In just a few weeks, I’ll be 35, my dad squarely in his mid-60s. I come by my antics honestly—this itch in the deepest parts of who I am to live wild, to drink deep, to find family in those who are called to roam. My dad has ever been an example to me, and even in his marriage with my step-mom, I can see that a partnership can exist that allows two people to live in their own wild without asking the other to make themselves small to be loved.

I’m not going to pretend I can write an ending to this any better than John Steinbeck wrote the beginning of Travels with Charley, a favorite of mine that if you haven’t read, should be the next book on your list.

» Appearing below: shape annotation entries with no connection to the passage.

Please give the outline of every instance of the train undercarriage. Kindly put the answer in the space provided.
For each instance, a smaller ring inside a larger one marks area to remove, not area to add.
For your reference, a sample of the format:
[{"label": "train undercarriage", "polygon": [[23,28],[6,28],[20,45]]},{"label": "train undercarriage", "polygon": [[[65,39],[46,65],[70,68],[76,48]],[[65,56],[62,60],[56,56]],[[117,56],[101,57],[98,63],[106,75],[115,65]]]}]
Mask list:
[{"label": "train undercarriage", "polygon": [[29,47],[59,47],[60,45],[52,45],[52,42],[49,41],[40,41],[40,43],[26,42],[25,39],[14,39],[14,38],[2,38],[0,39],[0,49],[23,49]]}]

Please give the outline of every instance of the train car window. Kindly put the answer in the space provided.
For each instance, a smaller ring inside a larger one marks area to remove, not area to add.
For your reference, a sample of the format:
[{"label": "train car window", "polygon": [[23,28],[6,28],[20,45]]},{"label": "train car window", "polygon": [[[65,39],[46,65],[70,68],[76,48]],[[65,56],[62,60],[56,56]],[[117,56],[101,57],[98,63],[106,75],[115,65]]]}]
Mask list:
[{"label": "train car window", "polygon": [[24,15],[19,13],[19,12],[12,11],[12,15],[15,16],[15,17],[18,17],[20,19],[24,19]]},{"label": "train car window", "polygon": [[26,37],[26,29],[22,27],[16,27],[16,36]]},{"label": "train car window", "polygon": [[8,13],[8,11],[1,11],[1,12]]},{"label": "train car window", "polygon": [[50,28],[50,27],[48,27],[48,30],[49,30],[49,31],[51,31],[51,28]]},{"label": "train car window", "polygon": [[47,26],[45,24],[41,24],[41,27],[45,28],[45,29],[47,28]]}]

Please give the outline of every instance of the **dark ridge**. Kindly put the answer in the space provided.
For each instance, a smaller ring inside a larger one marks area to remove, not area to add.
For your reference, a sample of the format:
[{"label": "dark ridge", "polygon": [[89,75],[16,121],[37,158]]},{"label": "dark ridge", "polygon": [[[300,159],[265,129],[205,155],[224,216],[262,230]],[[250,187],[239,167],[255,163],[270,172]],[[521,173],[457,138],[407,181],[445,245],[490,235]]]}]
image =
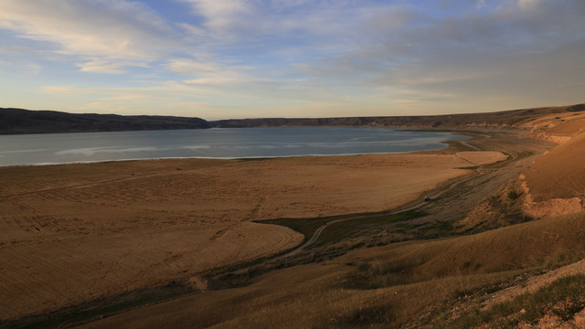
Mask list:
[{"label": "dark ridge", "polygon": [[217,128],[283,127],[283,126],[372,126],[437,129],[518,129],[519,126],[543,114],[585,111],[585,104],[512,110],[489,113],[347,117],[322,119],[229,119],[210,122]]},{"label": "dark ridge", "polygon": [[0,108],[0,134],[125,132],[204,128],[287,126],[399,127],[433,129],[519,129],[543,114],[585,111],[585,104],[489,113],[346,118],[259,118],[207,122],[199,118],[117,114],[73,114]]},{"label": "dark ridge", "polygon": [[117,114],[73,114],[56,111],[0,108],[0,134],[126,132],[203,129],[209,123],[199,118]]}]

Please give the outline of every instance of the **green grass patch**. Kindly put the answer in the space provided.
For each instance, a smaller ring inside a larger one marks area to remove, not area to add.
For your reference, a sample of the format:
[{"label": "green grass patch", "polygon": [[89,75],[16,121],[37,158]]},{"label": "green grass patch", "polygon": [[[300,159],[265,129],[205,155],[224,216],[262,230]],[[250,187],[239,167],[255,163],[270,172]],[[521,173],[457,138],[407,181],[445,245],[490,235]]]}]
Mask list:
[{"label": "green grass patch", "polygon": [[[321,226],[327,223],[327,228],[323,231],[314,245],[337,242],[349,238],[356,233],[378,226],[408,221],[427,215],[422,210],[408,210],[400,213],[367,213],[352,214],[345,216],[334,216],[312,218],[278,218],[259,221],[263,224],[276,224],[294,229],[303,234],[304,239],[310,239]],[[340,223],[332,223],[337,219],[346,219]]]}]

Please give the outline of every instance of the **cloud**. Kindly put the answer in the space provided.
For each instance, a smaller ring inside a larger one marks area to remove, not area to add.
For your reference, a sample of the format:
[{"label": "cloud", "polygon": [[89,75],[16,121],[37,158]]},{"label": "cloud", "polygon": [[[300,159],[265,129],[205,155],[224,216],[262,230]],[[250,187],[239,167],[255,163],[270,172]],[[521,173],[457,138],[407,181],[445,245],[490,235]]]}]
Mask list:
[{"label": "cloud", "polygon": [[[161,56],[172,42],[164,19],[124,0],[3,0],[0,27],[49,43],[46,51],[75,57],[83,71],[121,72]],[[125,58],[133,62],[119,63]]]}]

And so I leave you with this, a quote from this book that I carry with me—a feeling I was able to capture again in all those spinning miles with Ben, in all those frantic drunken hoots with him and my dad that night—I leave you with this and the hope that we can all live lives as big and as wild as we want them to be:

“When I was very young and the urge to be someplace else was on me, I was assured by mature people that maturity would cure this itch. When years described me as mature, the remedy prescribed was middle age. In middle age I was assured greater age would calm my fever and now that I am fifty-eight perhaps senility will do the job. Nothing has worked. Four hoarse blasts of a ship's whistle still raise the hair on my neck and set my feet to tapping. The sound of a jet, an engine warming up, even the clopping of shod hooves on pavement brings on the ancient shudder, the dry mouth and vacant eye, the hot palms and the churn of stomach high up under the rib cage. In other words, once a bum always a bum. I fear this disease incurable. I set this matter down not to instruct others but to inform myself... A journey is a person in itself; no two are alike. And all plans, safeguards, policing, and coercion are fruitless. We find after years of struggle that we do not take a trip; a trip takes us.”